We can’t have an inner hostility towards truth and be free in our psyche at the same time. If we are parroting ready-made opinions—whether we realize we are doing this or not—we are violating our own integrity. This doesn’t mean the opinion of a majority is wrong. Or if we’re aligned with a rebellious minority group, this doesn’t make those opinions wrong. But if, on the outside, we seem courageous in our defiance, but we’re blindly and unquestioningly following an emotionally tinged motive, we are tainted with cowardice and we’re being opportunistic.

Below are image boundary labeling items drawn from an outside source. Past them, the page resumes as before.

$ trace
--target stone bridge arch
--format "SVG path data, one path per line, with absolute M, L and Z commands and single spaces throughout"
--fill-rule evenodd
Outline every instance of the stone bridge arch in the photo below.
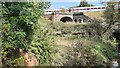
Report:
M 73 21 L 73 15 L 72 14 L 56 14 L 54 19 L 56 21 L 70 22 L 70 21 Z
M 73 19 L 72 19 L 71 17 L 62 17 L 62 18 L 60 19 L 60 21 L 62 21 L 62 22 L 72 22 Z

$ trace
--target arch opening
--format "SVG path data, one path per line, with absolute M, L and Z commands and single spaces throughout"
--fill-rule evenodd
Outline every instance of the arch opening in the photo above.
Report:
M 73 20 L 70 17 L 63 17 L 60 19 L 62 22 L 72 22 Z

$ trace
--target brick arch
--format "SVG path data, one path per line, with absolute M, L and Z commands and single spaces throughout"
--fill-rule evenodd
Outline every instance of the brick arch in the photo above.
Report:
M 65 16 L 60 19 L 62 22 L 72 22 L 73 19 L 71 17 Z

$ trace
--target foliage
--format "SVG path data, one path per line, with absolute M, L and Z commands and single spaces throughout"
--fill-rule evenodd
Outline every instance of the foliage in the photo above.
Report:
M 113 0 L 114 1 L 114 0 Z M 116 23 L 119 23 L 119 2 L 107 2 L 107 7 L 104 12 L 103 17 L 105 18 L 106 26 L 103 33 L 106 33 L 108 31 L 112 30 L 112 26 Z
M 40 65 L 51 65 L 56 53 L 54 43 L 54 32 L 48 21 L 40 21 L 36 25 L 36 30 L 29 46 L 29 54 L 35 56 Z
M 35 25 L 38 24 L 39 16 L 48 6 L 47 2 L 2 2 L 2 59 L 4 65 L 17 65 L 17 62 L 14 64 L 11 62 L 20 58 L 19 49 L 29 50 L 28 47 L 36 32 Z
M 86 0 L 82 0 L 77 7 L 91 7 L 91 6 L 94 6 L 94 5 L 88 4 Z

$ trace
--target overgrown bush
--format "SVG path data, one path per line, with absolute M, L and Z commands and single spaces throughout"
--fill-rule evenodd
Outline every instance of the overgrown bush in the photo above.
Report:
M 49 3 L 2 2 L 1 5 L 3 66 L 24 65 L 25 58 L 20 49 L 34 53 L 41 63 L 51 61 L 52 44 L 46 41 L 51 39 L 51 33 L 38 27 L 40 15 L 49 7 Z

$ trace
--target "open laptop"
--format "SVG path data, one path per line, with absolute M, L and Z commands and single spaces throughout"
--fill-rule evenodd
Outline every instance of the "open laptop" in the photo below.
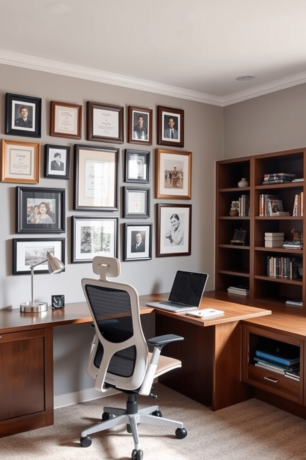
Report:
M 168 300 L 151 302 L 150 307 L 170 311 L 187 311 L 199 307 L 207 282 L 207 273 L 178 270 Z

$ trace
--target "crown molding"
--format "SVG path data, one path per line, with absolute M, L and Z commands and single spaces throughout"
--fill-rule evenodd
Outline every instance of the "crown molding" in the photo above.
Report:
M 306 83 L 306 72 L 305 72 L 228 96 L 219 96 L 6 50 L 0 50 L 0 63 L 163 94 L 221 107 Z

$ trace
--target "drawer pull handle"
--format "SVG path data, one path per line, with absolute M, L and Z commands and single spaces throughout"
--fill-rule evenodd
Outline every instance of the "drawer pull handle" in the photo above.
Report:
M 273 379 L 272 377 L 264 377 L 266 380 L 268 380 L 269 382 L 273 382 L 273 383 L 277 383 L 278 381 L 276 379 Z

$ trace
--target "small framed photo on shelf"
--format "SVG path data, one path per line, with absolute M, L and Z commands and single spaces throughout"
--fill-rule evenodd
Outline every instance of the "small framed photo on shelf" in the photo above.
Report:
M 124 260 L 152 258 L 152 224 L 124 224 Z
M 73 209 L 118 210 L 119 149 L 74 146 Z
M 51 252 L 65 265 L 65 238 L 14 238 L 13 275 L 29 275 L 31 265 L 47 258 Z M 35 273 L 48 273 L 48 262 L 34 267 Z
M 184 111 L 157 106 L 157 144 L 184 146 Z
M 45 146 L 45 177 L 69 179 L 70 147 L 67 145 Z
M 64 189 L 16 187 L 17 233 L 63 233 Z
M 39 183 L 40 150 L 39 142 L 2 139 L 1 147 L 1 182 Z
M 156 149 L 155 198 L 190 200 L 191 152 Z
M 128 107 L 128 142 L 152 145 L 152 114 L 150 109 Z
M 71 263 L 92 262 L 95 256 L 117 257 L 117 217 L 72 217 Z
M 191 253 L 191 205 L 157 204 L 156 257 Z
M 123 191 L 123 217 L 150 217 L 150 189 L 124 187 Z
M 41 98 L 6 94 L 6 134 L 41 137 Z
M 123 108 L 87 101 L 87 140 L 123 142 Z
M 51 101 L 50 136 L 81 139 L 82 109 L 79 104 Z
M 150 172 L 149 151 L 126 150 L 126 182 L 149 182 Z

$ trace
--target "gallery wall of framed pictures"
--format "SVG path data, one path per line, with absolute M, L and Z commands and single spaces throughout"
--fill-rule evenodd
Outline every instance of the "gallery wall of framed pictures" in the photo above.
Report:
M 154 242 L 156 257 L 190 255 L 191 205 L 172 202 L 191 198 L 192 154 L 182 150 L 184 110 L 92 101 L 85 103 L 85 110 L 73 101 L 46 104 L 50 125 L 44 134 L 60 138 L 60 142 L 42 145 L 33 139 L 1 139 L 1 181 L 25 186 L 16 187 L 16 233 L 32 237 L 13 239 L 13 274 L 28 273 L 27 261 L 36 247 L 41 254 L 53 245 L 64 259 L 64 238 L 39 236 L 66 234 L 68 210 L 87 213 L 71 216 L 66 234 L 71 263 L 90 263 L 98 255 L 117 257 L 119 250 L 124 261 L 150 260 Z M 41 98 L 6 93 L 6 134 L 40 138 L 41 107 Z M 72 144 L 82 138 L 81 143 Z M 66 182 L 62 188 L 41 187 L 41 178 L 44 185 L 45 179 Z M 73 183 L 67 187 L 69 180 Z M 43 267 L 38 272 L 45 271 Z

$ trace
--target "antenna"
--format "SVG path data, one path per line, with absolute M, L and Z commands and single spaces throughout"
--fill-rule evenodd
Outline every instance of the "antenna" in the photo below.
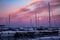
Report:
M 8 27 L 10 26 L 10 14 L 9 14 L 9 18 L 8 18 L 8 21 L 9 21 L 9 24 L 8 24 Z
M 48 2 L 48 9 L 49 9 L 49 27 L 51 27 L 50 2 Z

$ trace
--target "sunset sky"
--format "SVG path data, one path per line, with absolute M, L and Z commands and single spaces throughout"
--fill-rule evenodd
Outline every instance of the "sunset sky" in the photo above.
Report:
M 31 25 L 36 26 L 36 13 L 39 17 L 39 26 L 48 26 L 48 2 L 51 17 L 53 15 L 55 18 L 51 18 L 52 26 L 60 26 L 60 0 L 0 0 L 0 25 L 8 25 L 10 15 L 11 26 L 30 26 L 30 20 L 32 20 Z

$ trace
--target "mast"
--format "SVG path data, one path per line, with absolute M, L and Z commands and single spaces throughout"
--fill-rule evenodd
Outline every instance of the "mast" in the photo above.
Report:
M 10 14 L 9 14 L 9 18 L 8 18 L 8 27 L 10 27 Z
M 48 9 L 49 9 L 49 27 L 51 27 L 50 2 L 48 2 Z

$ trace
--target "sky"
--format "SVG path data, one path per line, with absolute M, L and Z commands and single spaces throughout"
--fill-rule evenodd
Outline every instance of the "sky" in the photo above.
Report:
M 48 3 L 51 17 L 60 17 L 60 0 L 0 0 L 0 25 L 9 25 L 10 15 L 11 26 L 36 26 L 36 20 L 39 26 L 48 26 Z M 35 18 L 35 14 L 38 19 Z M 52 17 L 51 21 L 55 20 L 54 18 Z M 57 26 L 60 26 L 59 20 L 56 19 Z M 54 22 L 52 26 L 55 26 Z

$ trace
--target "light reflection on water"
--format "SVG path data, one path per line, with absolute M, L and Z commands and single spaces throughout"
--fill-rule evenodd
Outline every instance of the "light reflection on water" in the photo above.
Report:
M 36 38 L 14 38 L 14 37 L 1 37 L 0 40 L 60 40 L 60 38 L 52 38 L 52 37 L 36 37 Z

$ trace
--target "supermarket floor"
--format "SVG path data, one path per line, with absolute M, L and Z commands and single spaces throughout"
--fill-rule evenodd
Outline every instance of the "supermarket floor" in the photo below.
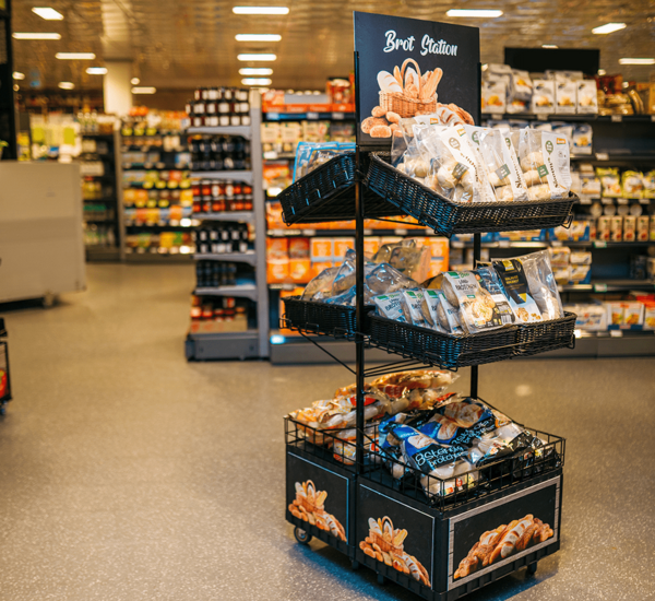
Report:
M 297 544 L 284 521 L 282 415 L 348 374 L 188 364 L 192 276 L 90 266 L 87 292 L 4 314 L 15 400 L 0 421 L 0 599 L 417 599 L 322 543 Z M 536 577 L 468 599 L 655 598 L 654 369 L 480 368 L 485 399 L 568 438 L 562 550 Z

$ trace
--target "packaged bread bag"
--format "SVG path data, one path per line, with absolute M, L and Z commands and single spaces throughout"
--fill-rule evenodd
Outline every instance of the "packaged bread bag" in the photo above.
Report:
M 567 139 L 525 128 L 519 134 L 519 162 L 529 200 L 565 198 L 571 190 L 571 157 Z
M 509 130 L 493 129 L 480 135 L 480 151 L 497 200 L 527 200 L 527 185 Z
M 500 311 L 491 295 L 480 287 L 475 273 L 449 271 L 443 275 L 445 299 L 460 310 L 462 328 L 475 334 L 502 328 Z

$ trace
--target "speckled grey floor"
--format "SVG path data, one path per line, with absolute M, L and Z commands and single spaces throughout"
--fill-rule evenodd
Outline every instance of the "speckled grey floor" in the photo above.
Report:
M 284 521 L 282 415 L 348 374 L 188 364 L 192 275 L 90 266 L 86 293 L 4 314 L 15 401 L 0 421 L 0 599 L 417 599 L 298 545 Z M 561 552 L 472 601 L 655 598 L 654 368 L 480 368 L 484 398 L 568 446 Z

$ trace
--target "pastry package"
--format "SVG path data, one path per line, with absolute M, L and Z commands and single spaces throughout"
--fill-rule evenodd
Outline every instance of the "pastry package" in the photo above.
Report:
M 424 290 L 421 305 L 424 319 L 437 331 L 448 334 L 463 334 L 460 311 L 445 298 L 441 290 Z
M 503 259 L 493 260 L 492 266 L 519 321 L 524 323 L 541 321 L 541 311 L 529 293 L 523 263 L 517 259 Z
M 510 132 L 500 129 L 484 132 L 480 151 L 497 200 L 527 200 L 527 185 Z
M 571 189 L 569 143 L 547 131 L 523 129 L 519 134 L 519 163 L 529 200 L 565 198 Z
M 619 169 L 616 167 L 598 167 L 596 175 L 600 178 L 602 193 L 604 197 L 621 198 L 623 190 L 621 189 L 621 178 Z
M 449 200 L 480 202 L 484 174 L 462 126 L 416 131 L 417 145 L 428 164 L 425 185 Z
M 404 239 L 396 244 L 384 244 L 373 257 L 376 263 L 389 263 L 407 278 L 420 282 L 430 269 L 430 249 L 415 239 Z
M 449 271 L 444 274 L 441 290 L 448 303 L 458 308 L 460 322 L 465 332 L 475 334 L 502 327 L 493 298 L 480 287 L 475 273 Z
M 424 293 L 420 288 L 404 290 L 401 292 L 401 308 L 405 321 L 413 326 L 424 328 L 426 320 L 422 314 Z
M 623 198 L 642 198 L 644 192 L 644 176 L 639 172 L 627 170 L 621 175 Z

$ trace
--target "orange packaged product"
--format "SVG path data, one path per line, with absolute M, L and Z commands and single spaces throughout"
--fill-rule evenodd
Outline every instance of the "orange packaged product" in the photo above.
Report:
M 266 282 L 284 284 L 289 280 L 289 260 L 277 259 L 266 261 Z
M 332 261 L 334 258 L 334 239 L 311 238 L 309 256 L 312 261 Z
M 348 249 L 355 249 L 355 238 L 334 238 L 335 261 L 343 261 Z
M 289 259 L 309 259 L 309 238 L 289 238 Z
M 289 278 L 293 282 L 307 284 L 312 279 L 309 259 L 289 259 Z
M 371 257 L 380 249 L 380 238 L 374 236 L 367 236 L 364 238 L 364 254 L 370 255 Z

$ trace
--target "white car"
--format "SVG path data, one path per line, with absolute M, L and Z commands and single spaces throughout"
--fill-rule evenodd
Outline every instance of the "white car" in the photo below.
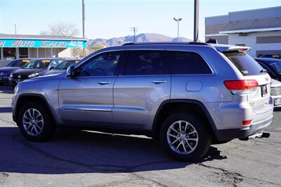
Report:
M 281 82 L 272 79 L 270 95 L 273 98 L 274 108 L 281 107 Z

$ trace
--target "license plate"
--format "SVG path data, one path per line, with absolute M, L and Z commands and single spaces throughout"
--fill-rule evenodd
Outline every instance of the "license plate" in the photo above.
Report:
M 266 85 L 263 85 L 261 86 L 261 96 L 264 97 L 268 95 L 268 88 Z

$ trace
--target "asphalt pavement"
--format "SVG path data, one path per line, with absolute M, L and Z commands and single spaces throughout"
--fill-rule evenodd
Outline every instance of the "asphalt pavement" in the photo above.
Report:
M 145 136 L 58 130 L 26 141 L 0 86 L 0 186 L 281 186 L 281 110 L 269 138 L 214 145 L 197 163 L 169 158 Z

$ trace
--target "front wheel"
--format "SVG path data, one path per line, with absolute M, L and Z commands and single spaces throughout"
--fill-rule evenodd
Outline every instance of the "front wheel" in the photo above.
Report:
M 190 114 L 173 114 L 163 123 L 160 141 L 173 158 L 192 162 L 207 153 L 211 136 L 206 122 L 199 117 Z
M 22 135 L 32 141 L 43 141 L 55 131 L 48 109 L 41 103 L 30 102 L 20 109 L 18 124 Z

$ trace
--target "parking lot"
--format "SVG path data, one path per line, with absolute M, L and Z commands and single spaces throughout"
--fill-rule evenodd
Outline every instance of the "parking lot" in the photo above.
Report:
M 60 129 L 48 142 L 29 142 L 12 120 L 12 96 L 0 86 L 0 186 L 281 186 L 281 110 L 269 138 L 214 145 L 198 163 L 184 163 L 143 136 Z

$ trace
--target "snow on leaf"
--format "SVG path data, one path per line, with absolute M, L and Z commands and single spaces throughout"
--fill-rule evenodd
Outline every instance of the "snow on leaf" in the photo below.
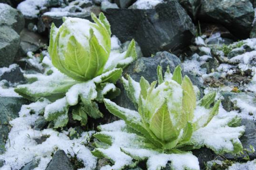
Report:
M 206 126 L 193 133 L 191 142 L 197 148 L 205 146 L 219 154 L 241 152 L 242 147 L 239 138 L 244 132 L 244 127 L 228 125 L 236 116 L 229 113 L 214 116 Z

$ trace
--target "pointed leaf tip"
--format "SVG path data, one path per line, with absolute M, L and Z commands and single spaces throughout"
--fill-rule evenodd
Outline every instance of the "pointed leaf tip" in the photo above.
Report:
M 172 79 L 177 82 L 179 85 L 182 83 L 182 75 L 181 74 L 181 68 L 180 65 L 175 68 L 173 72 Z

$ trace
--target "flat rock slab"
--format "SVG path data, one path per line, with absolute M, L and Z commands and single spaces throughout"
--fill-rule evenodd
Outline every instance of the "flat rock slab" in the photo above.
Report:
M 73 170 L 69 158 L 63 150 L 56 152 L 46 170 Z
M 249 37 L 254 18 L 249 0 L 202 0 L 201 3 L 200 21 L 221 23 L 239 38 Z
M 112 34 L 122 42 L 134 39 L 145 57 L 183 49 L 195 33 L 191 19 L 175 1 L 160 3 L 154 9 L 108 9 L 105 14 Z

This not thinking through an issue is about more than being lazy. There’s a lack of courage in conforming to a group if we think we desperately need them and can’t afford to antagonize them. There’s a special temptation here to give up thinking for oneself. We get praised for going along with whatever the group thinks. It’s like a balm on our sores of self-dislike or self-doubt. But this medicine is only treating symptoms, not the source of the problem. We’re still ignoring the natural laws inherent in who we are. That’s what makes this like a poison.
We need to remove the real reason for the self-dislike that’s there to begin with. It stems from our cowardice in selling out the truth for the sake of having others approve of us. Remove this and our courage to be ourselves grows proportionally. This then is the medicine.
We need to move ahead in steps. First we get clear about our questions, probing and coming into real awareness. At this point, action isn’t what matters most. It’s all about the knowing. Perhaps we haven’t yet mustered the courage to take a difficult action. But at least we’re in a state of truth in ourselves. We’re not deceiving ourselves any more and we’re not unaware. This places us nearer to the self, nearer to universal truth, and oh happy day, nearer to the source of bliss.
We’re naturally going to like ourselves better if we no longer take “self-understood” aspects of life for granted. To exactly the degree we do this, we establish our capacity for experiencing bliss. This is a natural response from the universe—a natural condition.
We each have a laundry list within us of the things we still take for granted. We would be surprised to see it. We need to have the courage to question handed-down codes, and the humility to not need to be special. We may need to be willing to dispense with, for the sake of truth, having others approve of us.
The second aspect is our tendency to run from the mood of the moment. Our goal is to avoid contact with ourselves. But if we feel alienated from ourselves, there is a mood associated with this—anxiety, depression, hopelessness, boredom. So that’swhat’s here now.
If we don’t try to escape from it, trying to be what we are not, we can transcend it. Not go over it. Not go around it. Go through it. This is what can lead us into the pleasure that lies in every fraction of life. It doesn’t matter what our mood of the moment is. We just need to be willing to be fully present with it.